The new chairman of the Interactive Advertising Bureau began his tenure yesterday with a stark look at the challenges confronting publishers and ad-tech companies being pressured to transact on viewable impressions.
"We are living through this transition in real time and it's confusing and time consuming for all involved," said the new chairman, David Morris, at the IAB's Annual Leadership Meeting in Phoenix.
Mr. Morris, also the chief revenue officer of CBS Interactive, delivered his speech amid increasing pressure on publishers to charge only for those ads which have the chance to be seen. The IAB recently came out with a recommendation that advertisers seek 70% viewability during 2015, which it called a "year of transition."
The address showed the IAB is digging deeper on the issue.
"The good news associated with viewable impressions far outweighs the bad news," Mr. Morris said, telling the audience they should expect higher prices due to contracting inventory supply.
Vendor reporting was singled out as a key problem holding the industry back on viewable impressions. Mr.
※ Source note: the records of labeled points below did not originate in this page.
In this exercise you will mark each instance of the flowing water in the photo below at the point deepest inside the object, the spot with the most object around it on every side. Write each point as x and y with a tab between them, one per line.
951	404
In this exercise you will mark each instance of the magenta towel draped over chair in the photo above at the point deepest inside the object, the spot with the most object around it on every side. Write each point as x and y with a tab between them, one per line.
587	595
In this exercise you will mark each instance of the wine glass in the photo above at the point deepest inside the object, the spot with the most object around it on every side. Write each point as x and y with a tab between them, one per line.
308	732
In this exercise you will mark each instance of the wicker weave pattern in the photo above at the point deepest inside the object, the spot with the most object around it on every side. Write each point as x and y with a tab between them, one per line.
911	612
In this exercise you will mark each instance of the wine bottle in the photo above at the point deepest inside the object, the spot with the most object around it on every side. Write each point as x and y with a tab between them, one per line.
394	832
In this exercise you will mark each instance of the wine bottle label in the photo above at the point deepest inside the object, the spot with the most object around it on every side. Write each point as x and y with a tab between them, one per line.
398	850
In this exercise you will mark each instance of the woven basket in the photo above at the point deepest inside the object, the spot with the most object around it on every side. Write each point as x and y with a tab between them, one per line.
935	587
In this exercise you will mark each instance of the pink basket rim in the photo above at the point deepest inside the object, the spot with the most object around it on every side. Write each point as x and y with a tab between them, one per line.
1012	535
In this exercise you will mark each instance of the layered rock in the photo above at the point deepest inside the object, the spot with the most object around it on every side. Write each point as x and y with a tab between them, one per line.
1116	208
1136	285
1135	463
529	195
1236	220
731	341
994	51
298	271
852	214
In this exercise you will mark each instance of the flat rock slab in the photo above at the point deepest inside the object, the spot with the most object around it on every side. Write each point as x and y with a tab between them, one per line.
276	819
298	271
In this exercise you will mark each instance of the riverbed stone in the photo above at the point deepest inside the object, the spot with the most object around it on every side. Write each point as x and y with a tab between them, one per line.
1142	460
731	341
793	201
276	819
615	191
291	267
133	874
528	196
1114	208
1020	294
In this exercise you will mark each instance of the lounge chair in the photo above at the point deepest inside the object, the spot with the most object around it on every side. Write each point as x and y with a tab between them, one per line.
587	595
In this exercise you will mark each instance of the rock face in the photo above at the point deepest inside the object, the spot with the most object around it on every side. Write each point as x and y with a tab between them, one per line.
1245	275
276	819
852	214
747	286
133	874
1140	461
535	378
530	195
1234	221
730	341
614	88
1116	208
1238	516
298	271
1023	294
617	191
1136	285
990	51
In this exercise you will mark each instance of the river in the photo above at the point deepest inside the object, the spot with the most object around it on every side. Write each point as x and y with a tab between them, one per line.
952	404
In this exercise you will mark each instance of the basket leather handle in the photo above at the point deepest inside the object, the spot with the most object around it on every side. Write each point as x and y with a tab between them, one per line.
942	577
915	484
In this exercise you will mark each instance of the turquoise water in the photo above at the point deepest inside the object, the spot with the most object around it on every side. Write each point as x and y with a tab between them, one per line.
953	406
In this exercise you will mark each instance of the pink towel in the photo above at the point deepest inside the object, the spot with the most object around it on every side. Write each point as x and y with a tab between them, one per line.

Morris said that publishers often find substantial differences between vendors on the same line items. "Publishers need to demand that verification companies do a better job of delivering consistent and accurate data," he said. "To our agency partners, I say reducing the number of vendors you use will help us scale these solutions more quickly."
Unlike the chairman's address at the same event last year, which focused on fraud, Mr. Morris took pains to draw a line between viewability and that issue. "The viewable impression is a new measurement standard that we are trying to get right and get accurate," he said. "The other, bot traffic, is illegal activity and those who knowingly use fraudulent traffic to take advertising dollars should pay a price."